Esasen, evrensel zaman boyutlarını şu anda bizim hafsalamızın almasına imkân yoktur. Bir güneş senesi, şu andaki anlayışımıza göre 255 milyon senedir. Acaba bu rakamın ne demek olduğunu farkında mıyız?.. Dünyanın varoluşundan bu yana milyarlarla seneler geçmiştir. İlk insanın yeryüzünde görülmesinden bu yana geçen senelerin sayısı yüz milyonlarla ölçülmektedir.
Okuduğumuz zaman, sanki birkaç saatin içinde olup bitiverecekmiş gibi gelen mahşer yeri - sırat kaçışı devresi bugünkü zaman ölçülerimizle belki de yüz binlerle yıl sürecektir. Bunun bilincinde miyiz?..

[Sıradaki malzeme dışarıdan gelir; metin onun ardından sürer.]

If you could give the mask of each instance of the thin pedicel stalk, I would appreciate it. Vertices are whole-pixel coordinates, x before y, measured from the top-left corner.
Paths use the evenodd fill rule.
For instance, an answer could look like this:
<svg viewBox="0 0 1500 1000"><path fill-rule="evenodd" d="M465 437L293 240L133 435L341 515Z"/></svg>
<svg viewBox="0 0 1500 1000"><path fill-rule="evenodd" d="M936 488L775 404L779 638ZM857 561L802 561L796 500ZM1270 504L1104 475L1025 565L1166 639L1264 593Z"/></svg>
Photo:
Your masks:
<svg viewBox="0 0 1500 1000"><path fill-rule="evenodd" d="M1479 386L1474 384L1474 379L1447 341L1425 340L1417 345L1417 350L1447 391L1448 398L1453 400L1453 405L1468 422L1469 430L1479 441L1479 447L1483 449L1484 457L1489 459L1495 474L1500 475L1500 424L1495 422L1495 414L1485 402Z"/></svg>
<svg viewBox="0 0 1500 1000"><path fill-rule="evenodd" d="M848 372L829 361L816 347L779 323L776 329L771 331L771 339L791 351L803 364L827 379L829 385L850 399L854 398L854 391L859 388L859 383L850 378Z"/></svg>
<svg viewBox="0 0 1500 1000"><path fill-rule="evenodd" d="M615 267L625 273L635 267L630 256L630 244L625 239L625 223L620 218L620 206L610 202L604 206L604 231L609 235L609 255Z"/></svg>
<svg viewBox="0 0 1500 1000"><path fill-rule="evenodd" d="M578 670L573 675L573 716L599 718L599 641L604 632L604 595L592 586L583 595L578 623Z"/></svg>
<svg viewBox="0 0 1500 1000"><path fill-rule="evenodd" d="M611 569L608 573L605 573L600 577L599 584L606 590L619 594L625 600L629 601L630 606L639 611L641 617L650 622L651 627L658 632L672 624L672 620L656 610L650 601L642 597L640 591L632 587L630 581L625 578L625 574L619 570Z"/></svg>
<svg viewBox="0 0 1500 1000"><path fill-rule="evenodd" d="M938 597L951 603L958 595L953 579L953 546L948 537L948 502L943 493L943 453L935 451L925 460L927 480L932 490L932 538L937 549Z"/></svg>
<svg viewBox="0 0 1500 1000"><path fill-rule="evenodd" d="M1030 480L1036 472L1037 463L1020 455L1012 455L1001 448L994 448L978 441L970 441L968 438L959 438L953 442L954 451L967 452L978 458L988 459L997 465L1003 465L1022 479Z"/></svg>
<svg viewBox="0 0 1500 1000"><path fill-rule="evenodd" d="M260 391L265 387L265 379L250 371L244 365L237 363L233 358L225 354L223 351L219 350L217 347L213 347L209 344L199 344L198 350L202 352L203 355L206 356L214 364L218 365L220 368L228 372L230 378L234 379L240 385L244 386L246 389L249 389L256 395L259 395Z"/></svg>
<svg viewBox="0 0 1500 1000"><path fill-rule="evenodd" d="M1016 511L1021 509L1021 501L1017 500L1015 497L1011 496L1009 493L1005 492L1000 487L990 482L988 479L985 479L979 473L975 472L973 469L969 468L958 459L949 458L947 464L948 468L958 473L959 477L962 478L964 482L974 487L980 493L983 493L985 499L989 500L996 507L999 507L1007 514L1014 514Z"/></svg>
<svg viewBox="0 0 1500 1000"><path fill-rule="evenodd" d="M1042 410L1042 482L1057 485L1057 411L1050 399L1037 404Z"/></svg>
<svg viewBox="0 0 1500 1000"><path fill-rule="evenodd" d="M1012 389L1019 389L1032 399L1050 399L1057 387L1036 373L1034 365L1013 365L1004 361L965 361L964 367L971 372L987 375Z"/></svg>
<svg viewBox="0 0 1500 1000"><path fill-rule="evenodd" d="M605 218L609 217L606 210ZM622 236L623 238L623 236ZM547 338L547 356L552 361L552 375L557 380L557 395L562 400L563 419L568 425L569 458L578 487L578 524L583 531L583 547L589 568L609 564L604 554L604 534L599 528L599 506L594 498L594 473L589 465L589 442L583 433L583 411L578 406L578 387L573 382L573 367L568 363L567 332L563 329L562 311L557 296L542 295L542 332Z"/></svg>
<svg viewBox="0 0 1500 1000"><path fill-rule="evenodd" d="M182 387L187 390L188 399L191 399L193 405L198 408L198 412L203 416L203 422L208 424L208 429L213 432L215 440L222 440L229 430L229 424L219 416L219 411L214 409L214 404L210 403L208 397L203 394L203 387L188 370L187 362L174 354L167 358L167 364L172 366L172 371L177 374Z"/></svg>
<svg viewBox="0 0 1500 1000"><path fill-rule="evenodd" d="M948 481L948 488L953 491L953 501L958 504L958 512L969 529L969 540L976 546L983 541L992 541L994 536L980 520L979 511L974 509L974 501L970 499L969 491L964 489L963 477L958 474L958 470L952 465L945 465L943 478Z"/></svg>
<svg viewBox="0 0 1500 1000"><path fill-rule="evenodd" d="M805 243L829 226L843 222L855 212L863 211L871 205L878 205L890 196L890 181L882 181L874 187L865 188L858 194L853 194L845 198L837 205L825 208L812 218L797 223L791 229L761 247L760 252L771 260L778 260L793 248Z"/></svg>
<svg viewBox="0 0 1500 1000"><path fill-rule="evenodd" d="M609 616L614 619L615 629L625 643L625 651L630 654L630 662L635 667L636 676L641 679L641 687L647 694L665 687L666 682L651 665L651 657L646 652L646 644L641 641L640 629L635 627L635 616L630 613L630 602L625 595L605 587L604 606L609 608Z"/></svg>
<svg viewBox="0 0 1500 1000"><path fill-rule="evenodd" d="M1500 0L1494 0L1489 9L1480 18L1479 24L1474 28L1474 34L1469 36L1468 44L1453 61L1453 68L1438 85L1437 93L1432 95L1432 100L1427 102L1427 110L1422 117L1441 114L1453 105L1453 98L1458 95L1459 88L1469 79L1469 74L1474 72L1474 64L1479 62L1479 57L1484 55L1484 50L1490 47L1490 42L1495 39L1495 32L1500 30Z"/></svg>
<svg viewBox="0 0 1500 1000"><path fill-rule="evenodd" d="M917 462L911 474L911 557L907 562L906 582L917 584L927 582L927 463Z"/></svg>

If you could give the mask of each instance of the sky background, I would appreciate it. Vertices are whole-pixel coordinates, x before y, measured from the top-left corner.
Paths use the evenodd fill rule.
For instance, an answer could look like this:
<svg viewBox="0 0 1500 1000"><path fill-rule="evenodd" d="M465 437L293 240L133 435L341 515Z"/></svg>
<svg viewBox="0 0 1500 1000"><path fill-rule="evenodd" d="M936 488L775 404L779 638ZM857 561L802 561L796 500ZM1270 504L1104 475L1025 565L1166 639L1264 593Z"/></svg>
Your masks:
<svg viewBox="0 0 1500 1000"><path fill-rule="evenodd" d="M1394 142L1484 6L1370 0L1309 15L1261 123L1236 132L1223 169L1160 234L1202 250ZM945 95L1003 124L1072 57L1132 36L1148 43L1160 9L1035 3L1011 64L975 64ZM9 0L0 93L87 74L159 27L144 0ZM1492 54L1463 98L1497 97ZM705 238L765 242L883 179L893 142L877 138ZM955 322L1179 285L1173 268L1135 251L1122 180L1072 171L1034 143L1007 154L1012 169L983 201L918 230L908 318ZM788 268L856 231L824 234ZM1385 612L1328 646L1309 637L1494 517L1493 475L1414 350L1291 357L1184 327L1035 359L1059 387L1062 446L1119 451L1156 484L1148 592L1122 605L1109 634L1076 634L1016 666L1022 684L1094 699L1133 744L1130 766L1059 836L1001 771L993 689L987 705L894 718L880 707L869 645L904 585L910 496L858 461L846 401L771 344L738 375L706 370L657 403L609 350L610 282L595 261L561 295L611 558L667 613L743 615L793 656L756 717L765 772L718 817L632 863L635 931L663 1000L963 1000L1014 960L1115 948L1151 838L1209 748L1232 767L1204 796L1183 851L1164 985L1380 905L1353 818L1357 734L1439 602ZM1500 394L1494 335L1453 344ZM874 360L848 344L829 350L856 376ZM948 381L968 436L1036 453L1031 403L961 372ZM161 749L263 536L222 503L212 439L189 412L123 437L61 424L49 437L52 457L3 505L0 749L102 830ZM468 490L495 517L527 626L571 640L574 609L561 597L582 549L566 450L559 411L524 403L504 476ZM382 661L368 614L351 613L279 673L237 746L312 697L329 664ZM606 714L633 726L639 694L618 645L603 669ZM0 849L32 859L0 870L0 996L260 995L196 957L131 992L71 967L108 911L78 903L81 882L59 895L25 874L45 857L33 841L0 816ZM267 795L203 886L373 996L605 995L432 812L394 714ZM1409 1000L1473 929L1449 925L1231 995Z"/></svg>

Yahûdîlerin, Tevrat'tan naklen uydurduğu 7000 sene meselesi esasen son derece kısıtlı kafaların uydurup, bizlerin de üzerinde hiç düşünmeden kabul ettiğimiz rakamlardır ki, bunların hiç bir gerçekle alâkası yoktur!.
Ölüm ötesi yaşam zamanını “bir gün eşittir 50 bin sene” boyutları ile anlamaya çalışmak asgarî şarttır.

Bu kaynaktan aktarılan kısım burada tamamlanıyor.